Pria kelahiran Banyuwangi 5 Juli 1955 ini dari pasangan Kyai Iskandar dengan Nyai Rabiatun. Kiai Noer memulai pendidikannya di pesantren tradisional Jawa Timur untuk kemudian sekolah di Jakarta dan mengembangkan pondok pesantren di kota besar dengan karakter budaya yang berbeda dengan kultur dasarnya. Karenanya, ketepatan pengetahuan akan peta sosiologis daerah akan sangat menentukan efektif tidaknya dakwah yang disampaikan. Makin rendah pengetahuan seorang santri akan peta simbolik masyarakat kota, akan tipis kemungkinan baginya untuk diterima dalam kelompok sosial yang dihadapinya.
Posisi seorang kyai,menurut KH. Noer Muhammad Iskandar, SQ persis seperti seorang sopir yang harus menjalankan mobil dengan lima gigi. Ia hanya menghitung secara pas kapan harus berjalan dengan gigi satu, dua, tiga, empat hingga lima. “Keterampilan untuk “pindah” secara cepat dari gigi satu ke gigi lain dituntut begitu rupa agar jalannya mobil tidak terhentak-hentak dan membuat penumpang di dalamnya mengalami kejutan simbolik,” dalih Kyai Noer saat ditemui seusai peluncuran bukunya Pergulatan Membangun Pondok Pesantren, di rumah makan Ayam Bakar Wong Solo, beberapa waktu lalu, didampingi istri tercintanya, Ibu siti Nur Jazilah.

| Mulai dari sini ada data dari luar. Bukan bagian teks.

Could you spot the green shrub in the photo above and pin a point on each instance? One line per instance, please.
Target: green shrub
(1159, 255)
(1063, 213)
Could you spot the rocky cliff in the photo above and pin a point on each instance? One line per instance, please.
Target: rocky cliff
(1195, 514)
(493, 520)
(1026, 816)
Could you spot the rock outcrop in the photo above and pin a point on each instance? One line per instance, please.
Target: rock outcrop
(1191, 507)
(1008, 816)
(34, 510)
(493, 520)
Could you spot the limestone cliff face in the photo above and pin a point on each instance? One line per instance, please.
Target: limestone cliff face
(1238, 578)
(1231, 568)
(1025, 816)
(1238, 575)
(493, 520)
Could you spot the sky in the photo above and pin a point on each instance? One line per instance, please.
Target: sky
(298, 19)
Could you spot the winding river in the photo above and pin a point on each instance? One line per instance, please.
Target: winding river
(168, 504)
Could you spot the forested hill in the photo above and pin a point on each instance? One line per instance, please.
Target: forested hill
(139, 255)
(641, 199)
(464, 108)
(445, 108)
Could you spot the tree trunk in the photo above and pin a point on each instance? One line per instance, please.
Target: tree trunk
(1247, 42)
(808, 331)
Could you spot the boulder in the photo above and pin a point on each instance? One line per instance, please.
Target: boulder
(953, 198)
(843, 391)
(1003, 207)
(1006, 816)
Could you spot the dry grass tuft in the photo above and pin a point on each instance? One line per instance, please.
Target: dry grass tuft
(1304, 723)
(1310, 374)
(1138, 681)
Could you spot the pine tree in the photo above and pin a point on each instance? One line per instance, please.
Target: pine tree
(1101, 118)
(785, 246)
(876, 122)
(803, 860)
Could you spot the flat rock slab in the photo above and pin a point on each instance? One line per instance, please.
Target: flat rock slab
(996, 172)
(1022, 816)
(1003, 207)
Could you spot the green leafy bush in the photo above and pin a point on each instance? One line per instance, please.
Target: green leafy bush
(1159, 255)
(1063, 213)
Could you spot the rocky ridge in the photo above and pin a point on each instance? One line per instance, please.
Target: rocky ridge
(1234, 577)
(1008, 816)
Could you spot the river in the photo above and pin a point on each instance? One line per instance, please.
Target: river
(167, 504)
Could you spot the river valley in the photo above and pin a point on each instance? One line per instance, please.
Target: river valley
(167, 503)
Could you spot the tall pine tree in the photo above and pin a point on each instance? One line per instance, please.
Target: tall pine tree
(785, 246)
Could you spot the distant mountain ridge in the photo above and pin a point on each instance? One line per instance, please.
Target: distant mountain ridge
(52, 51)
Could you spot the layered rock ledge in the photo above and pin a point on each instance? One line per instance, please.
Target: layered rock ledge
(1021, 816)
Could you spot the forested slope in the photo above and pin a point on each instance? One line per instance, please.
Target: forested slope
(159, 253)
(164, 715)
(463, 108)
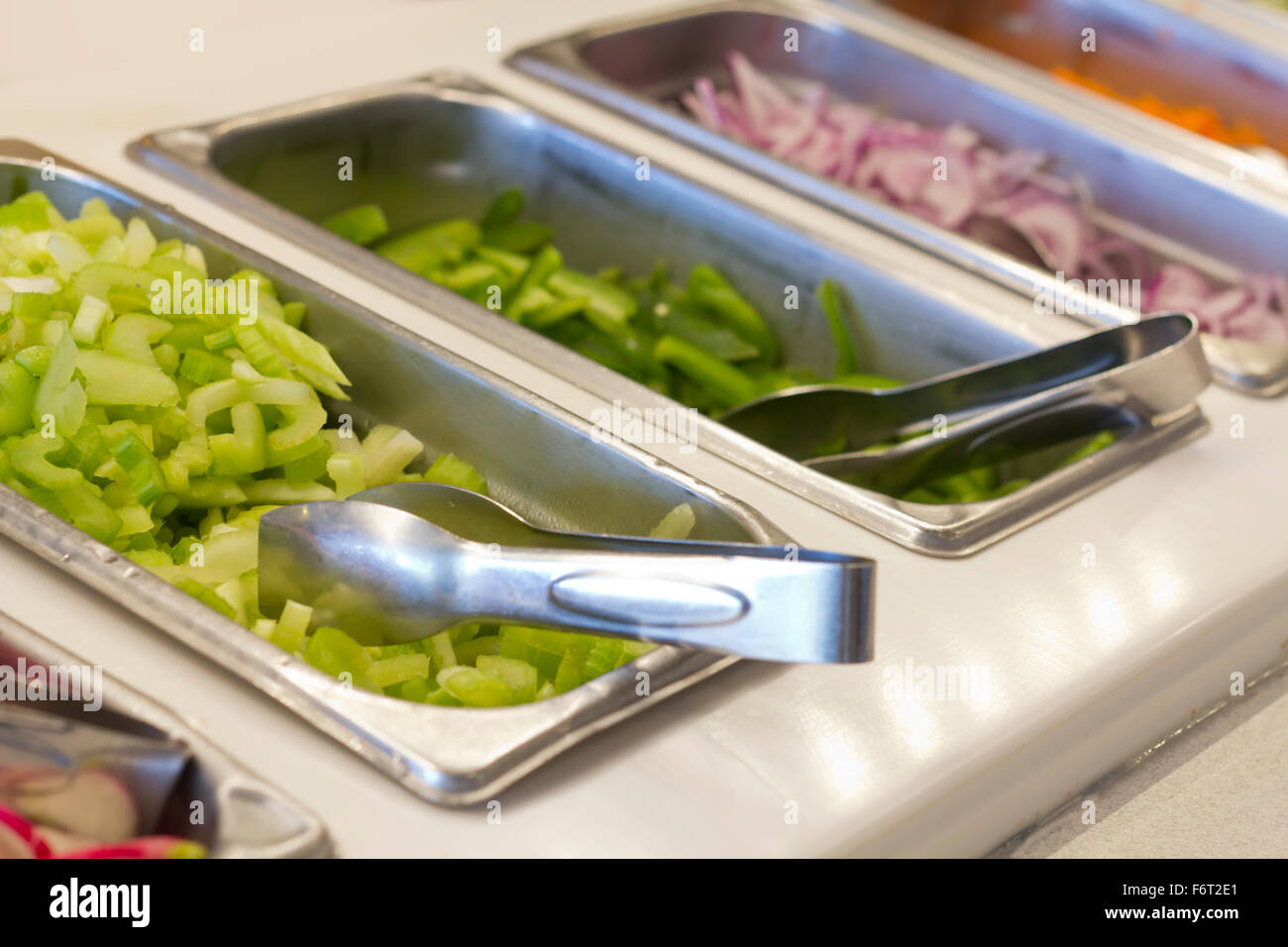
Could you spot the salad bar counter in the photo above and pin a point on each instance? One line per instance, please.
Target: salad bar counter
(471, 394)
(449, 144)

Yang Unik dari tokoh ini adalah, ia mendirikan sebuah pesantren seperti dalam tradisi “intelektualisasi” santri-santri Jawa. Artinya, ia tidak saja berhadapan dengan publik atau audiens yang seluruhnya abstrak dan anonim, tetapi juga suatu publik yang konkret, yaitu para santrinya sendiri. Dalam kasus tertentu, Kyai Noer Muhammad Iskandar ini juga terlibat dalam bimbingan haji bagi kalangan elit dan menengah. Orang-orang yang dibimbing tidak jarang adalah seorang artis atau tokoh tertentu yang sudah sejak lama membangun perkenalan pribadi dengannya.